La course aux stablecoins en euros prend un tour concret : un groupe bancaire paneuropéen a annoncé l’arrivée de vingt-cinq nouveaux membres, renforçant un projet visant à offrir une alternative européenne aux solutions adossées au dollar. Ce mouvement, intervenant à quelques mois d’un lancement planifié pour le second semestre 2026, soulève des questions pratiques et géopolitiques pour les paiements numériques en Europe.
Un consortium européen prend de l’ampleur
Basé à Amsterdam, le consortium Qivalis a confirmé le 20 mai l’intégration de 25 banques supplémentaires, portant son réseau à 37 établissements répartis dans 15 pays. Parmi les nouvelles adhésions figurent des noms importants du secteur financier européen : ABN AMRO, Rabobank, Nordea et Intesa Sanpaolo.
Le calendrier fixé par le consortium vise une mise en service au second semestre 2026. L’objectif affiché : déployer une infrastructure de paiement tokenisé en euros qui puisse être utilisée pour des règlements instantanés, la gestion de trésorerie et d’autres usages institutionnels — et qui tienne tête aux stablecoins dominants émis aux États-Unis.

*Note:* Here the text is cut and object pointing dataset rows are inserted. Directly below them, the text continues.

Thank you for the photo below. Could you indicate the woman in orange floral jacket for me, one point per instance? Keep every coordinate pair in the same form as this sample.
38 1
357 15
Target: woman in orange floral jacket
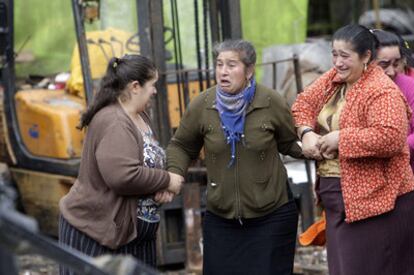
353 120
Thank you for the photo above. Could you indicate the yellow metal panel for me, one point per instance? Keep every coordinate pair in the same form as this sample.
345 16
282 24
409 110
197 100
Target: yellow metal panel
47 122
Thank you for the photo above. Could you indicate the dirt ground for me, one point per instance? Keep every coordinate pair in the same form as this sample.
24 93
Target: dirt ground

- Réseau : 37 banques présentes dans 15 pays
- Acteurs majeurs récemment entrés : ABN AMRO, Rabobank, Nordea, Intesa Sanpaolo
- Lancement visé : second semestre 2026
- Pays le plus actif récemment : l’Espagne (5 nouvelles banques, dont Banco Sabadell et Bankinter)
Cette montée en puissance reflète un intérêt croissant des institutions traditionnelles pour les paiements on‑chain et la tokenisation des actifs. Pour les banques, il s’agit désormais de maîtriser l’infrastructure plutôt que de dépendre d’acteurs non‑bancaires ou étrangers.
MiCA, Fireblocks et la volonté de conformité
Le projet se développe sous l’angle réglementaire européen : Qivalis affirme vouloir opérer dans le cadre du règlement MiCA, qui apporte un cadre juridique pour les crypto‑actifs dans l’UE. Ce positionnement vise à rassurer les superviseurs sur des points cruciaux : conformité, protection des données et stabilité financière.
Sur le plan technologique, le choix du prestataire de services de conservation et d’infrastructure — notamment la collaboration avec Fireblocks — illustre l’intention de construire une solution répondant aux standards institutionnels (sécurité des clés, contrôle des flux, auditabilité).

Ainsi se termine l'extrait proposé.